Marşların, ezgilerin sinevizyon gösteriminin olduğu eyleme çok sayıda STK temsilcisi ve duyarlı vatandaşlar katıldı.
Sunumunu Mustafa Akbaba’nın yaptığı eylem İlahiyat Fakültesi Öğretim Görevlisi Selahattin Öz’ün Kur’an-ı Kerim tilaveti ve meali ile başladı. Hafız Yusuf Demirel hocanın duasıyla devam etti. İHH Çorum temsilcisi Selim Özkabakçı ve Özgür-Der Çorum Şb Başk. Bülent Gökgöz birer konuşma yaptılar. Konuşmaların ardından Çorum İlahiyat Fakültesi Talebesi Oğuz Yaylacı Kur’an-ı Kerim tilaveti sonrası Ömer Bayramoğlu’nun dua ettirmesi ile gece sona erdi.

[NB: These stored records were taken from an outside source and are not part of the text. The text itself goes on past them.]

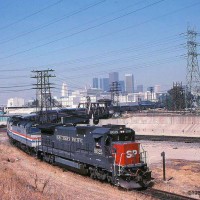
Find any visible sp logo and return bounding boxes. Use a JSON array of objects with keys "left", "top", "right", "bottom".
[{"left": 126, "top": 150, "right": 137, "bottom": 158}]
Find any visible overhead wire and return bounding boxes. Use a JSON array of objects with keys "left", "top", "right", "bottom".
[
  {"left": 0, "top": 0, "right": 64, "bottom": 31},
  {"left": 0, "top": 0, "right": 165, "bottom": 60},
  {"left": 0, "top": 0, "right": 106, "bottom": 44}
]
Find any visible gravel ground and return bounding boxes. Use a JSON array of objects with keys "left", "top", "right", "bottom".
[{"left": 0, "top": 129, "right": 200, "bottom": 200}]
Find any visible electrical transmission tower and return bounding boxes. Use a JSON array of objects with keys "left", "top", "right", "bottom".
[
  {"left": 31, "top": 69, "right": 55, "bottom": 122},
  {"left": 186, "top": 28, "right": 200, "bottom": 108},
  {"left": 110, "top": 81, "right": 120, "bottom": 106}
]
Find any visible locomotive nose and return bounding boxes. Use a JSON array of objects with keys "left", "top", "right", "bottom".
[{"left": 113, "top": 142, "right": 140, "bottom": 166}]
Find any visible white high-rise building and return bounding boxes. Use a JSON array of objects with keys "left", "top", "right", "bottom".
[
  {"left": 7, "top": 97, "right": 25, "bottom": 107},
  {"left": 61, "top": 83, "right": 68, "bottom": 97},
  {"left": 154, "top": 85, "right": 160, "bottom": 93},
  {"left": 125, "top": 74, "right": 134, "bottom": 93}
]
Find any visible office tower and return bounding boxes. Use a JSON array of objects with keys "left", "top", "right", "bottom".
[
  {"left": 119, "top": 81, "right": 125, "bottom": 93},
  {"left": 154, "top": 85, "right": 160, "bottom": 93},
  {"left": 61, "top": 83, "right": 68, "bottom": 97},
  {"left": 137, "top": 85, "right": 143, "bottom": 92},
  {"left": 125, "top": 74, "right": 134, "bottom": 93},
  {"left": 100, "top": 78, "right": 110, "bottom": 92},
  {"left": 109, "top": 72, "right": 119, "bottom": 85},
  {"left": 92, "top": 78, "right": 99, "bottom": 88}
]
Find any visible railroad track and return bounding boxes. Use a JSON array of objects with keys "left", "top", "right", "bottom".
[
  {"left": 135, "top": 135, "right": 200, "bottom": 143},
  {"left": 138, "top": 188, "right": 196, "bottom": 200}
]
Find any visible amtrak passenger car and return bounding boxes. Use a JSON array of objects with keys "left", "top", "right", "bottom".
[{"left": 7, "top": 115, "right": 41, "bottom": 151}]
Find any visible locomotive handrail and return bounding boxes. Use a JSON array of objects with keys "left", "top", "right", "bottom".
[
  {"left": 113, "top": 153, "right": 117, "bottom": 175},
  {"left": 119, "top": 153, "right": 126, "bottom": 176}
]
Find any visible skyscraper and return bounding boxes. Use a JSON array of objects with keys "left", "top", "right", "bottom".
[
  {"left": 137, "top": 85, "right": 143, "bottom": 92},
  {"left": 119, "top": 81, "right": 125, "bottom": 93},
  {"left": 92, "top": 78, "right": 99, "bottom": 88},
  {"left": 100, "top": 78, "right": 110, "bottom": 92},
  {"left": 154, "top": 85, "right": 160, "bottom": 93},
  {"left": 125, "top": 74, "right": 134, "bottom": 93},
  {"left": 109, "top": 72, "right": 119, "bottom": 85}
]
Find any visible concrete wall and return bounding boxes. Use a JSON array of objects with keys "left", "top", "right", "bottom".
[{"left": 100, "top": 115, "right": 200, "bottom": 137}]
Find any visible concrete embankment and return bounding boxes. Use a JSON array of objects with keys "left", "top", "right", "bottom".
[{"left": 99, "top": 114, "right": 200, "bottom": 137}]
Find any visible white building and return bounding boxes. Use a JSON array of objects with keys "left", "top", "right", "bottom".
[
  {"left": 7, "top": 97, "right": 25, "bottom": 107},
  {"left": 61, "top": 83, "right": 68, "bottom": 97},
  {"left": 125, "top": 74, "right": 134, "bottom": 93},
  {"left": 154, "top": 85, "right": 160, "bottom": 93}
]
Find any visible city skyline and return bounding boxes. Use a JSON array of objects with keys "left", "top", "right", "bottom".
[{"left": 0, "top": 0, "right": 200, "bottom": 104}]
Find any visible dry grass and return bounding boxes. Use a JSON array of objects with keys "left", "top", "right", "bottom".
[
  {"left": 0, "top": 133, "right": 150, "bottom": 200},
  {"left": 152, "top": 159, "right": 200, "bottom": 196},
  {"left": 0, "top": 130, "right": 200, "bottom": 200}
]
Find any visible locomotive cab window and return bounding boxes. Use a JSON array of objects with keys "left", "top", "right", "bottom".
[
  {"left": 93, "top": 135, "right": 102, "bottom": 149},
  {"left": 112, "top": 133, "right": 135, "bottom": 142}
]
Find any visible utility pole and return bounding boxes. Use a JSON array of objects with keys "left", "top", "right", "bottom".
[
  {"left": 186, "top": 27, "right": 200, "bottom": 108},
  {"left": 31, "top": 69, "right": 55, "bottom": 123}
]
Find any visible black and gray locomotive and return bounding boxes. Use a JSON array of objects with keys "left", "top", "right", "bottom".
[
  {"left": 37, "top": 125, "right": 152, "bottom": 189},
  {"left": 7, "top": 112, "right": 152, "bottom": 189}
]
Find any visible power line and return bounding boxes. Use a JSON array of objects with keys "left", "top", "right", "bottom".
[
  {"left": 0, "top": 0, "right": 106, "bottom": 44},
  {"left": 0, "top": 0, "right": 165, "bottom": 60},
  {"left": 0, "top": 0, "right": 64, "bottom": 30}
]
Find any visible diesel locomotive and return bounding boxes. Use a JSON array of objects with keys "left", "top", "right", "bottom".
[{"left": 7, "top": 113, "right": 152, "bottom": 189}]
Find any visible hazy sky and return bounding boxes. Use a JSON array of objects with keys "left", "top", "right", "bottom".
[{"left": 0, "top": 0, "right": 200, "bottom": 104}]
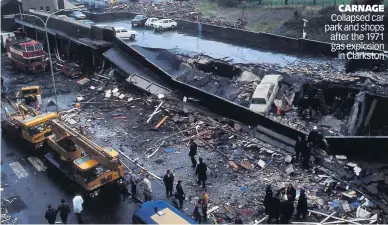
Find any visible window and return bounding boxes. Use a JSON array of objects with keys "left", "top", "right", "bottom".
[
  {"left": 26, "top": 45, "right": 34, "bottom": 52},
  {"left": 251, "top": 98, "right": 267, "bottom": 105},
  {"left": 34, "top": 44, "right": 43, "bottom": 51}
]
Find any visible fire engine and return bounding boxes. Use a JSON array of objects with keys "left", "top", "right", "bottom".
[{"left": 6, "top": 28, "right": 47, "bottom": 73}]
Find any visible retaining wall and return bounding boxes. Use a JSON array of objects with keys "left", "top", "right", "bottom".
[{"left": 23, "top": 11, "right": 114, "bottom": 41}]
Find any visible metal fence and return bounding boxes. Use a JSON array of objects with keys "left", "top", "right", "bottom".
[{"left": 239, "top": 0, "right": 388, "bottom": 8}]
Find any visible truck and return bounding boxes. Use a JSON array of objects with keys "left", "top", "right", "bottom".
[
  {"left": 44, "top": 119, "right": 124, "bottom": 197},
  {"left": 1, "top": 96, "right": 58, "bottom": 149}
]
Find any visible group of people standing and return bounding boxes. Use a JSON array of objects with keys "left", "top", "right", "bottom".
[
  {"left": 264, "top": 184, "right": 307, "bottom": 224},
  {"left": 45, "top": 195, "right": 84, "bottom": 224}
]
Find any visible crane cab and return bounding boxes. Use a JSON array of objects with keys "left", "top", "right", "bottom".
[
  {"left": 21, "top": 112, "right": 58, "bottom": 148},
  {"left": 16, "top": 86, "right": 42, "bottom": 105}
]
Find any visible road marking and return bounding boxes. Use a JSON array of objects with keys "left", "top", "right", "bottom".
[
  {"left": 28, "top": 156, "right": 47, "bottom": 171},
  {"left": 9, "top": 162, "right": 28, "bottom": 178}
]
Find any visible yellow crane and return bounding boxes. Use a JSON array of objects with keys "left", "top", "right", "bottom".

Eylemi Platform üyesi Çorum İHH, Özgür-Der Çorum Şb., İlke-Der, Eğitim Bir Sen Çorum Şb. Organize etti. Eyleme İlim Yayma Cemiyeti Çorum Şb., Akıncılar Derneği Çorum Şb., E-kader’in destek verdi. Tekbir ve sık sık sloganların atıldığı eylem yaklaşık bir buçuk saat sürdü.
İlke-Der ve Çorum İHH adına
Selim Özkabakçı’nın yaptığı konuşmanın metni:
Değerli kardeşlerim! Mısırlı Müslüman kardeşlerimizin acılarını paylaşmak onlara destek olmak için tüm Türkiye’de şu saatlerde protestolar yapılmaktadır. Şu anda Türkiye’nin dört bir yanında duyarlı Müslümanlar Mısır Firavununa lanet okuyorlar.
Bizlerde buradan Çorum meydanından katil Mısır cuntasına karşı sesimizi yükseltiyoruz.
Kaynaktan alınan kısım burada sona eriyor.